Paulette waved a hand impatiently. “Not badly. Just with disinterest. She never had enough emotion. Now she is a robot. She simply goes through the motions. Perhaps she is burned out. I have seen it happen before at that young an age. She was brought en pointe too early, I suspect. Though not by me. I see her massaging her feet when she thinks no one is looking. I intend to give her a few more days and then confront her. She may be hiding some serious physical problem. Or her problem may be emotional.”

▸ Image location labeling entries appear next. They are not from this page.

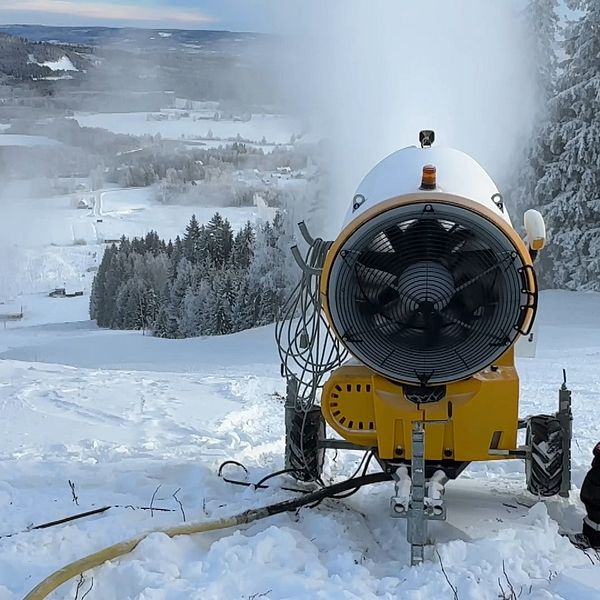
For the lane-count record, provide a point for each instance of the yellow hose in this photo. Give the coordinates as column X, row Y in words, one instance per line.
column 92, row 561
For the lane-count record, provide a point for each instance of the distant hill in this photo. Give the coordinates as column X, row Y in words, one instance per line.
column 23, row 59
column 129, row 38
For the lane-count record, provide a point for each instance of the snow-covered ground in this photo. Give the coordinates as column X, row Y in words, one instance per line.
column 61, row 245
column 122, row 415
column 274, row 128
column 11, row 139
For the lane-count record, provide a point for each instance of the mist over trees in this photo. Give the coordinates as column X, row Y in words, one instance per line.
column 211, row 281
column 561, row 173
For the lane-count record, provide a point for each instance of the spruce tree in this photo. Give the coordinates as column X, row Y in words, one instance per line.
column 569, row 190
column 220, row 240
column 542, row 25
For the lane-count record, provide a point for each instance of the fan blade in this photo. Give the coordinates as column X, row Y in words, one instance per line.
column 395, row 236
column 388, row 262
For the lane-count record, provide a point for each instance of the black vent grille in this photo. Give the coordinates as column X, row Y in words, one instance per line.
column 428, row 293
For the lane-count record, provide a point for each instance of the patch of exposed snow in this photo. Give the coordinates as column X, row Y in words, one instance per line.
column 62, row 64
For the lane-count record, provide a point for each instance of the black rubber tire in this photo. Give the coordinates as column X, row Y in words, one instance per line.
column 304, row 431
column 543, row 468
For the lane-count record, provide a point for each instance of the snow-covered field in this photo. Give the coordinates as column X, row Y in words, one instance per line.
column 122, row 415
column 10, row 139
column 49, row 243
column 274, row 128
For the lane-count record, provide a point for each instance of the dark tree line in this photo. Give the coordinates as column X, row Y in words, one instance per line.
column 213, row 281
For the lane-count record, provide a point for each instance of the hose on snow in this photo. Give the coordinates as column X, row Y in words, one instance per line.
column 96, row 559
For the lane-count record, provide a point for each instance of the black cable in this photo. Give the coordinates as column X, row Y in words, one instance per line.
column 260, row 484
column 316, row 497
column 276, row 474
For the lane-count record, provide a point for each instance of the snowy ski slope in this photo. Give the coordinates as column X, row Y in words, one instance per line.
column 121, row 415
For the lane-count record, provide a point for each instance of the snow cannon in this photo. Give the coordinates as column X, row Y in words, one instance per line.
column 410, row 347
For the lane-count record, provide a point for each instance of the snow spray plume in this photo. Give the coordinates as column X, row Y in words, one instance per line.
column 370, row 75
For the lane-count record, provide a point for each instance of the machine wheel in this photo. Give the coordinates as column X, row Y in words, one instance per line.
column 304, row 431
column 543, row 467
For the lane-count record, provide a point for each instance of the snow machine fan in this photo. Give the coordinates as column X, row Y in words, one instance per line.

T.S. remembered something that Mikey Morgan’s mother, Nikki, had revealed. “If you think Mikey Morgan is such a horrible dancer,” T.S. asked, “why are you letting him dance as one of the toy soldiers?”
“How do you know about that?” Paulette asked coolly, her gaze turning suspicious for the first time.
“His mother,” T.S. explained.
The ballet mistress relaxed. “I promised her I would keep it quiet.”
“But why?” T.S. asked.
“You wouldn’t understand,” Paulette said, smoothing the skirt of her caftan out primly over her knees.
“Try me,” T.S. suggested
Paulette sighed again, this time wistfully. “I know what it’s like to be a child star,” she said slowly. “It seems incredible looking at me now, I know. But I was something of a prodigy in my time. And I paid a heavy price. I had no friends my own age. Not one. I deeply regret that now that I am older. I find I don’t know how to have a friend.”
She wiped one eye and T.S. fervently hoped the memory would not trigger a flood of tears. “When Nikki Morgan approached me about her son, I understood his desire to be with his friends. After all, his father had just died. So I agreed to teach him a small toy soldier role. He handles it fine.”